Two weeks after she began using again, Lovato was introduced to meth, heroine, and crack cocaine. On July 24, 2019, Lovato had been found alone in her bedroom passed out from an overdose.
The night before, Lovato was out that night at a party, where none of her friends knew that she was using, or that she was addicted to crack and heroin.
Around 5 a.m. on the 24, Demi had told her friends she was going to bed, but she secretly invited her dealer over. Her dealer supplied her drugs, including oxycodone that he did not tell Lovato were laced with fentanyl. The dealer had supplied her with drugs, gotten her extremely high, sexually abused her, and then left her alone and about to overdose. When Lovato was found, she was naked, and her skin was blue.
Later that morning her assistant, Jordan Jackson, was waiting on Lovato to get ready for a doctor’s appointment. Lovato had yet to exit her room or respond to Jackson’s texts, so Jackson went into Lovato’s bedroom to try and wake up her up.
Lovato was laying down, slightly propped up on her back, with vomit next to her. Her skin was a deep blue, like she had been laying there for a while alone. Jackson was unable to wake Lovato and contacted the singer’s security, and then made the call to 911.
Lovato was then taken to the hospital; she was breathing but not talking or moving. Her family and friends were bombarded with messages with thoughts of prayers, before they were informed about Lovato’s overdose.

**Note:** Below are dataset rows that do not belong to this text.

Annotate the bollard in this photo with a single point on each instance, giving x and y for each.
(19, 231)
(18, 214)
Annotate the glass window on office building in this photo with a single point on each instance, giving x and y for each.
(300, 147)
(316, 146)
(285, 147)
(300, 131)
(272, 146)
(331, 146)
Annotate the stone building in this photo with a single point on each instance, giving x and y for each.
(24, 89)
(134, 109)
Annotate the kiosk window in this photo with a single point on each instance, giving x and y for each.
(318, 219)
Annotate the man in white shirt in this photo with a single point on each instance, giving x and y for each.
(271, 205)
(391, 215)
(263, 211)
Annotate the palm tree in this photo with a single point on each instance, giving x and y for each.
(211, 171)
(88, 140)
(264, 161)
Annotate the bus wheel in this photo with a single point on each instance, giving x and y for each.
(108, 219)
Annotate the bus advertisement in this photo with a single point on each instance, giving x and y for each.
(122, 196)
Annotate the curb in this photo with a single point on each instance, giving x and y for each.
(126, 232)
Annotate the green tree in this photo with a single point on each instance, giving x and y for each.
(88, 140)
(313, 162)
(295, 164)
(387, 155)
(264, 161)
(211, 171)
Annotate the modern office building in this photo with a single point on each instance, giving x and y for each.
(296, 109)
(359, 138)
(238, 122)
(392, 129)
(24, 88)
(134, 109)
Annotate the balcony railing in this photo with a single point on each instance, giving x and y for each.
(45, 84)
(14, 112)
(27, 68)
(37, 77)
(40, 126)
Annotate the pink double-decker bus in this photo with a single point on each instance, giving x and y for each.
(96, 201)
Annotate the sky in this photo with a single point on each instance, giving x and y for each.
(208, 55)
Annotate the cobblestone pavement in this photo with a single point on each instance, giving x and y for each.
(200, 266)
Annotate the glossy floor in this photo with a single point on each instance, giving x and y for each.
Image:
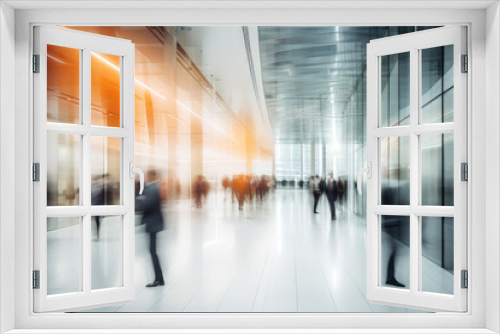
(274, 256)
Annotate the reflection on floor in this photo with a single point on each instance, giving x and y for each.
(275, 256)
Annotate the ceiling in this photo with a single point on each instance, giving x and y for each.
(309, 74)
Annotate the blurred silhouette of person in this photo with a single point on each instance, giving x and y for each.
(225, 185)
(149, 203)
(108, 190)
(391, 225)
(342, 189)
(241, 189)
(206, 188)
(310, 185)
(316, 192)
(97, 198)
(198, 190)
(332, 192)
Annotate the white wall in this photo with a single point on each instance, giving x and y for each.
(7, 159)
(492, 149)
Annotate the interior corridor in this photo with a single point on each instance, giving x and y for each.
(274, 256)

“It was like a horror movie. They took her to the ICU, and she had a tube through her neck that pumped her blood into a machine, cleaned it, and pumped it back into her body,” Lovato’s mother, Dianna De La Garza said in the docu-series.
Lovato was put on the machine to clean out her blood and remove the fluids from the drugs, in order to stop her brain from swelling.

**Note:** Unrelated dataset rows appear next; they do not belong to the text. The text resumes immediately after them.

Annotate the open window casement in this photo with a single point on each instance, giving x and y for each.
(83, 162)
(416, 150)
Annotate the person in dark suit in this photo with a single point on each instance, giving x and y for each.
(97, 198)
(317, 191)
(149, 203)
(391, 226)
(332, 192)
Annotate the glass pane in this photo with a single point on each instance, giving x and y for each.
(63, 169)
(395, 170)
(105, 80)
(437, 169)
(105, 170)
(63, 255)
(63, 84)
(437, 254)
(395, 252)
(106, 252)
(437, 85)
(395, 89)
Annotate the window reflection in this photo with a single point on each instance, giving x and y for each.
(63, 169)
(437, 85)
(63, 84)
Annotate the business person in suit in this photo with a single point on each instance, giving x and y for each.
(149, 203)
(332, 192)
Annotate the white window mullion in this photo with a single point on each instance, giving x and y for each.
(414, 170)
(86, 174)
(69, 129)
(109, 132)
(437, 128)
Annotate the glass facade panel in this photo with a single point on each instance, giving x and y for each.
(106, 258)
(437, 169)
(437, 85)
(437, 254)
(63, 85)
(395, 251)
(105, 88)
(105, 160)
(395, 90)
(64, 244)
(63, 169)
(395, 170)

Lovato was legally blind when she woke up and was so blind that she couldn’t recognize her sister at her bedside. The overdose caused Lovato to have three strokes, a heart attack, multiple organ failure, and severe brain damage from the strokes. She can no longer drive herself because of the brain damage that caused her impaired vision.

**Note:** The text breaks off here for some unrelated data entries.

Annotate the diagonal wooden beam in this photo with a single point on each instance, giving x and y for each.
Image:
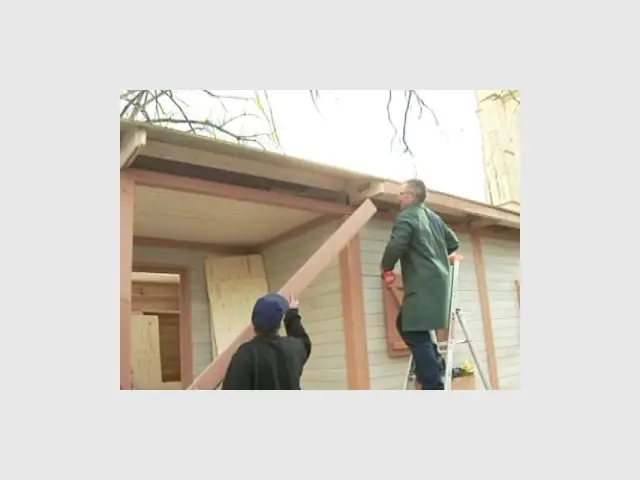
(130, 147)
(212, 375)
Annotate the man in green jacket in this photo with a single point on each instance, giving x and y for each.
(423, 243)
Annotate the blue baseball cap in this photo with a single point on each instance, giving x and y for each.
(269, 311)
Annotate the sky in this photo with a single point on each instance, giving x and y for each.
(351, 129)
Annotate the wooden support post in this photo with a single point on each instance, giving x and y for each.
(485, 309)
(212, 375)
(355, 329)
(127, 191)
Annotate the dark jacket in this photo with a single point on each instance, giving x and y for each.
(271, 362)
(422, 242)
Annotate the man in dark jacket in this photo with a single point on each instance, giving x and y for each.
(423, 243)
(269, 361)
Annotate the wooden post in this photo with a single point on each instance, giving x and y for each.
(485, 309)
(213, 374)
(355, 330)
(127, 192)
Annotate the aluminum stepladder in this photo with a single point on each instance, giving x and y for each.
(455, 315)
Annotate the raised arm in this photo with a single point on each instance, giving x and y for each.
(294, 328)
(453, 244)
(399, 242)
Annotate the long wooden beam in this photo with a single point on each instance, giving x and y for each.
(485, 309)
(264, 168)
(127, 191)
(299, 230)
(196, 246)
(443, 202)
(212, 375)
(217, 189)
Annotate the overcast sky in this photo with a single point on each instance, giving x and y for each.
(352, 130)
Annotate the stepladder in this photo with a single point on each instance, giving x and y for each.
(446, 340)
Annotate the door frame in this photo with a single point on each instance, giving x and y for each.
(185, 322)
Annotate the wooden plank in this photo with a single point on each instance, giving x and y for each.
(216, 189)
(145, 349)
(195, 246)
(442, 202)
(485, 308)
(214, 373)
(127, 190)
(233, 285)
(355, 328)
(299, 230)
(130, 147)
(259, 168)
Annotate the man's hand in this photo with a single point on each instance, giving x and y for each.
(293, 301)
(455, 257)
(389, 277)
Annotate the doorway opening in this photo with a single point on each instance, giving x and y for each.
(160, 336)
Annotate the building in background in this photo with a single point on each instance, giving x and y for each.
(499, 116)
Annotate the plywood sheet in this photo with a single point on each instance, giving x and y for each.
(145, 346)
(233, 284)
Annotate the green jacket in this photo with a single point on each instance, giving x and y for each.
(422, 242)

“I’m really lucky to be alive, my doctors said I had five to ten more minutes. If my assistant hasn’t come in, I would not be here today,” Lovato revealed in the series.
The first half of the series included heart breaking confessionals from both of Lovato’s sisters, her mother, stepfather, team members and close friends.
Lovato shared her darkest moments and her moments of self-reflection in these two episodes. The third episode in the series comes out March 30 and will continue to tell the story of Lovato’s addictions and eating disorders. If you or a loved one need or want help with addiction, the national SAMHSA’s helpline number is 1-800-662-4357.